Conhecendo o Mont Saint-Michel


Acordamos bem cedo e logo estávamos na estrada rumo ao Mont Saint-Michel. O tempo de viajem entre Caen e o Mont Saint-Michel não passaria de uma hora e meia, mas como decidimos evitar as autoestradas e usar somente rotas alternativas, a viajem demorou umas duas horas. Duas horas de puro deslumbre, posso dizer.

Já tinha falado sobre a beleza das estradas francesas aqui, aqui falo novamente. As cidades e vilarejos pareciam sair de filmes antigos. As casas eram em sua maioria em pedra e o exterior de cada uma era repleto de flores e muito verde. Nas cidades, as ruas eram super limpas e floridas. Se fosse recomendar alguma coisa pra fazer na França, seria alugar um carro e desbravar as estradas alternativas do país. Você não vai se arrepender.

Mont-Saint o que?

De uma forma bem resumida, existe uma lenda que diz que o Bispo Avranches teria sonhado com o arcanjo Gabriel, o que o motivou a iniciar a construção de uma igreja dedicada à ele no alto Mont Tombe (como originalmente era chamado).

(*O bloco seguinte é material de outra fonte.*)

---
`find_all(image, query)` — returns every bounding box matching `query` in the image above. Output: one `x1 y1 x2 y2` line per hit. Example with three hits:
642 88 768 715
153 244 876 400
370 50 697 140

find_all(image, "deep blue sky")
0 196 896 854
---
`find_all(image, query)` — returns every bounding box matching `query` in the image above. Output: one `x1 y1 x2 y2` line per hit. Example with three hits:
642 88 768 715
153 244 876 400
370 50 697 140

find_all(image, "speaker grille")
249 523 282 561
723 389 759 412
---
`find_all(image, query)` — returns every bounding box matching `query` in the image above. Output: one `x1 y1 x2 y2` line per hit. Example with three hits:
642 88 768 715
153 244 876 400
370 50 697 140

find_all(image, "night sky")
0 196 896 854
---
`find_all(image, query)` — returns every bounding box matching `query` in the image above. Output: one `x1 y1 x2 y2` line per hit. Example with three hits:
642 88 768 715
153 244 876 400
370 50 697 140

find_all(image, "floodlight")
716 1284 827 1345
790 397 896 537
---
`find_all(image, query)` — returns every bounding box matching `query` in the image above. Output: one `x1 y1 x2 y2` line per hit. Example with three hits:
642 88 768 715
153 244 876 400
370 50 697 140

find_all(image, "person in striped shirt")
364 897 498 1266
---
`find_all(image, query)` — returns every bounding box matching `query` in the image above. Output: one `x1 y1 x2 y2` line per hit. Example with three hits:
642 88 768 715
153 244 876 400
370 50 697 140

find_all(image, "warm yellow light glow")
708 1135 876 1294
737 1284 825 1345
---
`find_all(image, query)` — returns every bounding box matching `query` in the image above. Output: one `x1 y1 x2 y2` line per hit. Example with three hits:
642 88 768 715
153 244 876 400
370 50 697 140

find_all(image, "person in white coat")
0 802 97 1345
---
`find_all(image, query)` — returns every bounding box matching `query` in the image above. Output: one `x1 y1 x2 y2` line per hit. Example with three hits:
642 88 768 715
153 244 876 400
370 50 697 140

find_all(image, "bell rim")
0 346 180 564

Séculos depois, durante a idade média, o local foi ocupado por monges beneditinos, se tornando um ponto de peregrinação e também de interesse de inimigos (devido a sua localização). Fato interessante é que uma muralha foi construída em volta da cidadezinha, o que ajudou a proteger e a preservar o local durante séculos.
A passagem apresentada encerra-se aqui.